Happy Mother's Day to the more than 85 million mothers in America.

According to the U.S. Census, 43.5 million mothers between the ages of 15 and 50 have given birth to 98.8 million children over the years, including 3.9 million children just in the past 12 months.

About 36 percent of the moms who gave birth to those youngest children under age 1 were unmarried and 61.7 percent were in the labor force.

Of all mothers, 5.2 million are married, stay-at-home moms. And, of all mothers, 9.9 million are single mothers living with children younger than 18 -- up from 3.4 million in 1970.

Those are the "hard numbers" of Mother's Day. But we all know numbers tell only one part of the story.

Moms double as their children's doctors, teachers, pastors, body guards, best friends. Moms are listeners, advisers, nourishers of body and soul.

Mothers see behind our most ingenious masks. They praise our successes, forgive our sins, smack us into shape when needed -- sometimes even chase us out of the chaos of riots (witness Toya Graham of Baltimore) to save us from becoming the next painful death statistic. Moms are walking, talking human lie detector tests. There simply is no love deeper than a mother's love.

Moms are all of these things despite huge and growing odds -- even in this America that we call the greatest nation on earth.

In "Save the Children's" 2015 annual global motherhood rankings, the United States dropped two spots to 33rd place as smaller countries continued to outpace us in the treatment of mothers.

Women in the United States face a 1-in-1,800 risk of maternal death, the worst odds of any developed country in the world, according to the report. Stunningly, American women are 10 times more likely to die of pregnancy related causes than their counterparts in Poland, and an American child is as likely to die as a child in Serbia.

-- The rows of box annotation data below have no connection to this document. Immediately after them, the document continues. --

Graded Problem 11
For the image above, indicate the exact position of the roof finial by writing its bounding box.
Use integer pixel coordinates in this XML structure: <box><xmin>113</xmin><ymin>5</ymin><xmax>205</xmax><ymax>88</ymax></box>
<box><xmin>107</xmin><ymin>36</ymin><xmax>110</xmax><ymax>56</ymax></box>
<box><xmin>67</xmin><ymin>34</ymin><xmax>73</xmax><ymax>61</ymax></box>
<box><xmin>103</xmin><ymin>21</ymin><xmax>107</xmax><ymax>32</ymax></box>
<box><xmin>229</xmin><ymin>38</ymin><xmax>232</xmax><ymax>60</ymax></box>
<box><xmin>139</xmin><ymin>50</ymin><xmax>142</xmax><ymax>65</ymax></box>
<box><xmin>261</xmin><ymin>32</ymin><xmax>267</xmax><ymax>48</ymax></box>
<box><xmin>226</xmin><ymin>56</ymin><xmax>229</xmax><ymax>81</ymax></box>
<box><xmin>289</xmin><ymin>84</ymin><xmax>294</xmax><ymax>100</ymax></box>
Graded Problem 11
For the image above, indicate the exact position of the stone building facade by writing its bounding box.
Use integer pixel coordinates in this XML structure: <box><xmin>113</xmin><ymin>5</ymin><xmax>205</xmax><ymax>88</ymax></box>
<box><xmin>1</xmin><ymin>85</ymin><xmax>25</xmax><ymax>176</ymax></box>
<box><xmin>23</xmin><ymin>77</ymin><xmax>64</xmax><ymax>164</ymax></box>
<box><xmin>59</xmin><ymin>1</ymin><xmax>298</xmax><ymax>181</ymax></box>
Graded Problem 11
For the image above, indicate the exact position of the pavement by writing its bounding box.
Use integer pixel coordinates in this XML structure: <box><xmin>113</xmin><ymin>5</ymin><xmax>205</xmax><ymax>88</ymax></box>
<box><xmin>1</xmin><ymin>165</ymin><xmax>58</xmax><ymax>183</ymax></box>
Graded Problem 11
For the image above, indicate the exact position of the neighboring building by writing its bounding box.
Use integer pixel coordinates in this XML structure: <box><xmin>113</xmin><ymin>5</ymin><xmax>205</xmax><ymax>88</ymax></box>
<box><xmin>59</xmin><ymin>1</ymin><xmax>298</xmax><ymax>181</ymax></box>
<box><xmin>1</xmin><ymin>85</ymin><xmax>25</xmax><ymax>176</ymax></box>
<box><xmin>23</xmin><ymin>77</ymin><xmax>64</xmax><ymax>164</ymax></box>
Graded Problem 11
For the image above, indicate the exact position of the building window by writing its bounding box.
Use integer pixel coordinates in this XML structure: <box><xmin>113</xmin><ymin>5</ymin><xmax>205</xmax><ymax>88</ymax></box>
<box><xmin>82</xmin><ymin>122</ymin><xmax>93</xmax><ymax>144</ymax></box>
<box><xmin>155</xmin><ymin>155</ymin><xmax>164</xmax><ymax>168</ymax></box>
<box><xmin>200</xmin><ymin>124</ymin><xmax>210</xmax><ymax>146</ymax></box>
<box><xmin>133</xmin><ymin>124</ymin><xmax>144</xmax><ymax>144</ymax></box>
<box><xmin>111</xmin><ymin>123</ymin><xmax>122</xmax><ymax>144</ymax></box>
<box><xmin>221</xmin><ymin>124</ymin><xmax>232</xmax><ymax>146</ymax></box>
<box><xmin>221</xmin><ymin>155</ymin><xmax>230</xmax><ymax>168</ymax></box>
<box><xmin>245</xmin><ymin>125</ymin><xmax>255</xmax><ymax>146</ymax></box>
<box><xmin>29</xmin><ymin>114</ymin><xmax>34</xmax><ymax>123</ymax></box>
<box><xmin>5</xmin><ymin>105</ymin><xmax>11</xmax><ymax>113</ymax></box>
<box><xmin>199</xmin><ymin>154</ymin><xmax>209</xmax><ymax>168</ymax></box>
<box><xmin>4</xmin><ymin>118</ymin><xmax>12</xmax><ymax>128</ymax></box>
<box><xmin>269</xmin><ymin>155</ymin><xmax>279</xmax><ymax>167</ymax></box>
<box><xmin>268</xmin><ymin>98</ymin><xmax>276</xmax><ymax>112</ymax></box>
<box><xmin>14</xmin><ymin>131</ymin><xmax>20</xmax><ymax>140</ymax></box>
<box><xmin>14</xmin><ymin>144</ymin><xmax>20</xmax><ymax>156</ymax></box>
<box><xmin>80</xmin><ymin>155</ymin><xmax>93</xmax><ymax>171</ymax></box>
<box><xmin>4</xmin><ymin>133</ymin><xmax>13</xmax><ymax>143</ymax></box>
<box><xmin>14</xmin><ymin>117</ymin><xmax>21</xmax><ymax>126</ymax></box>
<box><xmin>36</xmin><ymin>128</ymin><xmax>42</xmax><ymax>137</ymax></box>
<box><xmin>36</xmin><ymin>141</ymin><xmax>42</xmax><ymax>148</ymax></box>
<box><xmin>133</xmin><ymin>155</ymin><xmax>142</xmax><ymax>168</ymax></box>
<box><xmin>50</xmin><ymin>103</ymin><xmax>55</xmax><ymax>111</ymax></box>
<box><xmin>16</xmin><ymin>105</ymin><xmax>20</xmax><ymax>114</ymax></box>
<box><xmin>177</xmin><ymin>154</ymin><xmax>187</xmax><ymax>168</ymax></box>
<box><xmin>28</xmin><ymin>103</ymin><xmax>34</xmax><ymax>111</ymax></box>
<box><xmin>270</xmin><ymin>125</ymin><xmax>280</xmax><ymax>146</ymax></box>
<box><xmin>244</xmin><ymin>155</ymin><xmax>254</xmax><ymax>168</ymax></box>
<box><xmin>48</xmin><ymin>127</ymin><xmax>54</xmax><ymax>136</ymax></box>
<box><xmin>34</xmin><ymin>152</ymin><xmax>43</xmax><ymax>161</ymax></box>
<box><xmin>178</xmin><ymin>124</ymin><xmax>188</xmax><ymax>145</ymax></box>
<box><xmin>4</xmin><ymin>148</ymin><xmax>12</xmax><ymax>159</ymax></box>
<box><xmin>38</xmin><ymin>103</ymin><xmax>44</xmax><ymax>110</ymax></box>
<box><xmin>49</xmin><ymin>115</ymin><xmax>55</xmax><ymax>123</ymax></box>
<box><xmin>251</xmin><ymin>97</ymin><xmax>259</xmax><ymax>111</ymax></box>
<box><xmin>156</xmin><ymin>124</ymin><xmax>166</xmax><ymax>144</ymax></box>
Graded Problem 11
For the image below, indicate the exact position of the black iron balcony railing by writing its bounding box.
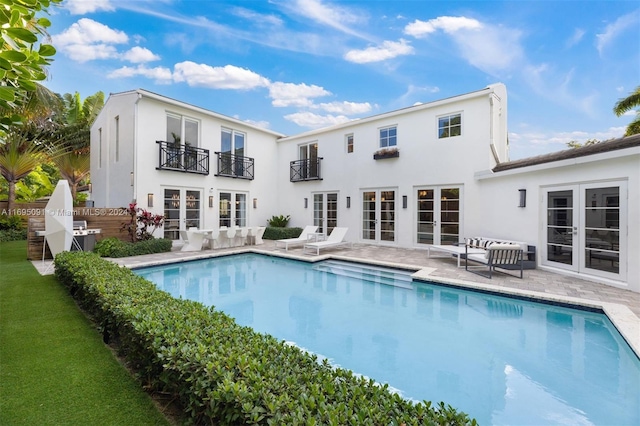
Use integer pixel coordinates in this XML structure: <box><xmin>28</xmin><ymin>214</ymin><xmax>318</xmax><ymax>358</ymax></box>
<box><xmin>156</xmin><ymin>141</ymin><xmax>209</xmax><ymax>175</ymax></box>
<box><xmin>289</xmin><ymin>157</ymin><xmax>322</xmax><ymax>182</ymax></box>
<box><xmin>215</xmin><ymin>152</ymin><xmax>254</xmax><ymax>180</ymax></box>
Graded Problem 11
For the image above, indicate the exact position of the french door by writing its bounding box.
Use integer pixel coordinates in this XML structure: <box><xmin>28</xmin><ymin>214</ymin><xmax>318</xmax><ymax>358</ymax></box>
<box><xmin>164</xmin><ymin>188</ymin><xmax>202</xmax><ymax>240</ymax></box>
<box><xmin>313</xmin><ymin>192</ymin><xmax>338</xmax><ymax>235</ymax></box>
<box><xmin>542</xmin><ymin>182</ymin><xmax>627</xmax><ymax>280</ymax></box>
<box><xmin>218</xmin><ymin>192</ymin><xmax>247</xmax><ymax>227</ymax></box>
<box><xmin>362</xmin><ymin>189</ymin><xmax>396</xmax><ymax>242</ymax></box>
<box><xmin>416</xmin><ymin>187</ymin><xmax>461</xmax><ymax>245</ymax></box>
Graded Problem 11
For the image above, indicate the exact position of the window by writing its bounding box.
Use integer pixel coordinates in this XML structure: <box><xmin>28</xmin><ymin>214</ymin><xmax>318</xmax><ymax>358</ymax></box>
<box><xmin>380</xmin><ymin>126</ymin><xmax>398</xmax><ymax>148</ymax></box>
<box><xmin>346</xmin><ymin>135</ymin><xmax>353</xmax><ymax>154</ymax></box>
<box><xmin>166</xmin><ymin>114</ymin><xmax>199</xmax><ymax>147</ymax></box>
<box><xmin>438</xmin><ymin>114</ymin><xmax>462</xmax><ymax>139</ymax></box>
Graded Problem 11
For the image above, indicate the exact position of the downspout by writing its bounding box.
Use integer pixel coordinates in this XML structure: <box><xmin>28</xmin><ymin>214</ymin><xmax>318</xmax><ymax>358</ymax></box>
<box><xmin>132</xmin><ymin>92</ymin><xmax>142</xmax><ymax>203</ymax></box>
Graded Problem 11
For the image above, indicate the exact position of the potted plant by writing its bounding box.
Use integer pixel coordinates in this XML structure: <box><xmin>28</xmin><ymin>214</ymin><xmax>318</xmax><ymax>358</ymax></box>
<box><xmin>373</xmin><ymin>146</ymin><xmax>400</xmax><ymax>160</ymax></box>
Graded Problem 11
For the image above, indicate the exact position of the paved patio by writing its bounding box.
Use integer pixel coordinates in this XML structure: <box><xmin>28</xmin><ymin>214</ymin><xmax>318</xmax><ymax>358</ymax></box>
<box><xmin>33</xmin><ymin>241</ymin><xmax>640</xmax><ymax>356</ymax></box>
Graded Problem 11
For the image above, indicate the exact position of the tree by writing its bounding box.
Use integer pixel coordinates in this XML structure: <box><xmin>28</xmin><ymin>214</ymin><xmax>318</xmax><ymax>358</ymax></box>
<box><xmin>0</xmin><ymin>0</ymin><xmax>62</xmax><ymax>131</ymax></box>
<box><xmin>613</xmin><ymin>86</ymin><xmax>640</xmax><ymax>136</ymax></box>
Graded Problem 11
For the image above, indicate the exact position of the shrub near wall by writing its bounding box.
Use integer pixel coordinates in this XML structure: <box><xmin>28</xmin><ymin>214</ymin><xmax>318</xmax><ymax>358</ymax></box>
<box><xmin>55</xmin><ymin>252</ymin><xmax>476</xmax><ymax>425</ymax></box>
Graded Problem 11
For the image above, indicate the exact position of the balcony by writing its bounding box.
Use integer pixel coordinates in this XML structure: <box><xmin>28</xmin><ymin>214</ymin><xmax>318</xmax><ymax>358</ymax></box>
<box><xmin>289</xmin><ymin>157</ymin><xmax>322</xmax><ymax>182</ymax></box>
<box><xmin>156</xmin><ymin>141</ymin><xmax>209</xmax><ymax>175</ymax></box>
<box><xmin>215</xmin><ymin>152</ymin><xmax>254</xmax><ymax>180</ymax></box>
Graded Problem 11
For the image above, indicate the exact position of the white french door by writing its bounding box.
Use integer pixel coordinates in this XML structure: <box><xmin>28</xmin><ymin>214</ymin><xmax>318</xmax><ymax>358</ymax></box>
<box><xmin>542</xmin><ymin>182</ymin><xmax>627</xmax><ymax>280</ymax></box>
<box><xmin>362</xmin><ymin>189</ymin><xmax>396</xmax><ymax>242</ymax></box>
<box><xmin>416</xmin><ymin>186</ymin><xmax>462</xmax><ymax>245</ymax></box>
<box><xmin>164</xmin><ymin>188</ymin><xmax>202</xmax><ymax>240</ymax></box>
<box><xmin>313</xmin><ymin>192</ymin><xmax>338</xmax><ymax>235</ymax></box>
<box><xmin>218</xmin><ymin>192</ymin><xmax>247</xmax><ymax>227</ymax></box>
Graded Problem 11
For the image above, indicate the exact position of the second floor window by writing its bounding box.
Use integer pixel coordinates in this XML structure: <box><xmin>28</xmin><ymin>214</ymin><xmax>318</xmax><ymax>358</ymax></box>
<box><xmin>220</xmin><ymin>129</ymin><xmax>245</xmax><ymax>156</ymax></box>
<box><xmin>380</xmin><ymin>126</ymin><xmax>398</xmax><ymax>148</ymax></box>
<box><xmin>438</xmin><ymin>114</ymin><xmax>462</xmax><ymax>139</ymax></box>
<box><xmin>166</xmin><ymin>114</ymin><xmax>199</xmax><ymax>147</ymax></box>
<box><xmin>347</xmin><ymin>135</ymin><xmax>353</xmax><ymax>154</ymax></box>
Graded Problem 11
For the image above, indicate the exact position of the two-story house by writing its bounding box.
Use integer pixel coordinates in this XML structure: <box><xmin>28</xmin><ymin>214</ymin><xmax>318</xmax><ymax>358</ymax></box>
<box><xmin>91</xmin><ymin>84</ymin><xmax>640</xmax><ymax>292</ymax></box>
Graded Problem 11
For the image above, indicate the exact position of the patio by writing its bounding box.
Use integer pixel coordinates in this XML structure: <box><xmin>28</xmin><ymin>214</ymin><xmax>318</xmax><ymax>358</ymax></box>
<box><xmin>33</xmin><ymin>240</ymin><xmax>640</xmax><ymax>356</ymax></box>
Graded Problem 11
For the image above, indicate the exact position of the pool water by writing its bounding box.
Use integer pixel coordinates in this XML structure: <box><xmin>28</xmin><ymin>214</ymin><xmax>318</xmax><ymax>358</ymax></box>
<box><xmin>135</xmin><ymin>254</ymin><xmax>640</xmax><ymax>425</ymax></box>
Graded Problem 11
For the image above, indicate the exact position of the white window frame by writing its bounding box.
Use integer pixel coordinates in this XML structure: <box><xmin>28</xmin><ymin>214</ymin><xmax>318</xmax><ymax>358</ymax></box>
<box><xmin>436</xmin><ymin>111</ymin><xmax>462</xmax><ymax>139</ymax></box>
<box><xmin>378</xmin><ymin>124</ymin><xmax>398</xmax><ymax>148</ymax></box>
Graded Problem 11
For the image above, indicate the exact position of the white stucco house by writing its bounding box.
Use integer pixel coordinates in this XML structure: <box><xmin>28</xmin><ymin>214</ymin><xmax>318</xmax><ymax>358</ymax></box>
<box><xmin>91</xmin><ymin>84</ymin><xmax>640</xmax><ymax>292</ymax></box>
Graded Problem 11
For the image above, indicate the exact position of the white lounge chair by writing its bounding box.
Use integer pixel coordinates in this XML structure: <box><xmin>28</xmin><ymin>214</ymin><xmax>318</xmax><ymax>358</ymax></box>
<box><xmin>302</xmin><ymin>227</ymin><xmax>351</xmax><ymax>256</ymax></box>
<box><xmin>276</xmin><ymin>225</ymin><xmax>318</xmax><ymax>251</ymax></box>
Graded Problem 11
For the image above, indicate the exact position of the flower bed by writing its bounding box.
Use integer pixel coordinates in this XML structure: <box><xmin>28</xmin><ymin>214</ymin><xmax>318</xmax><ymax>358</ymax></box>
<box><xmin>55</xmin><ymin>252</ymin><xmax>476</xmax><ymax>425</ymax></box>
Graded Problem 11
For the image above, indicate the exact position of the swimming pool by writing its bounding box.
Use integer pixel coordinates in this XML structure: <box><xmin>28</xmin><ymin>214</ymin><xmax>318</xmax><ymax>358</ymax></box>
<box><xmin>135</xmin><ymin>254</ymin><xmax>640</xmax><ymax>425</ymax></box>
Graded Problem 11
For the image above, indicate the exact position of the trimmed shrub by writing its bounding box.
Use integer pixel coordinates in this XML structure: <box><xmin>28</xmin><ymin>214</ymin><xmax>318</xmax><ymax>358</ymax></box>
<box><xmin>0</xmin><ymin>229</ymin><xmax>27</xmax><ymax>242</ymax></box>
<box><xmin>262</xmin><ymin>226</ymin><xmax>302</xmax><ymax>240</ymax></box>
<box><xmin>55</xmin><ymin>252</ymin><xmax>476</xmax><ymax>425</ymax></box>
<box><xmin>94</xmin><ymin>237</ymin><xmax>173</xmax><ymax>257</ymax></box>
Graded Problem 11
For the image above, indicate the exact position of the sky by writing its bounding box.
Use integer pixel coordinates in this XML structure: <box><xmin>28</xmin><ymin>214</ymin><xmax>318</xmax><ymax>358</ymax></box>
<box><xmin>43</xmin><ymin>0</ymin><xmax>640</xmax><ymax>160</ymax></box>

Urban mothers and children are far more vulnerable than suburban and even rural ones. Even in America's Capitol, Washington, D.C., babies in the city's poorest communities die before their first birthday at a rate more than 10 times higher than babies born in the richest part of the city.

The health disparity clearly traces to dollars and cents. Poverty. Especially poverty among women. Moms.

In another measure of the lives of mothers, Wallethub, finds that though women comprise roughly half of the American workforce, we still earn about three-quarters as much as men do and have far less upward mobility, as evidenced by the fact that less than 5 percent of Fortune 500 companies have female chief executives. Even new high-profile female CEOs seem dramatically underpaid compared with their male peers.

Marry Barra, the first female CEO of General Motors, is a case in point. Her initial CEO pay package was less than half of what was given to the man who had just vacated the seat. And President Obama has often talked of the gender wage gap, noting that women make seventy-seven cents for every dollar a man makes.

This year, WalletHub analyzed state dynamics across 12 key metrics to identify the Best & Worst States for Working Moms. If you guessed that the Southeast made up the bulk of "worst" states, you were right. Louisiana, South Carolina, Mississippi, Alabama, Arkansas, Georgia, West Virginia, North Carolina and Kentucky were among the bottom 10 rankers. Tennessee, No. 23, was saved by having the lowest child care costs as a percent of the median women's income (which, of course, is partly a function of our low, low, low median women's income of $33,184, according to the National Partnership for Women & Families).

But, look, those pesky numbers have gotten in the way again.

It's Mother's Day. Hug your mom. Give her something fun or sweet or pretty. Let her know you -- if no one else -- appreciates her strength and persistence and love -- even her tough love.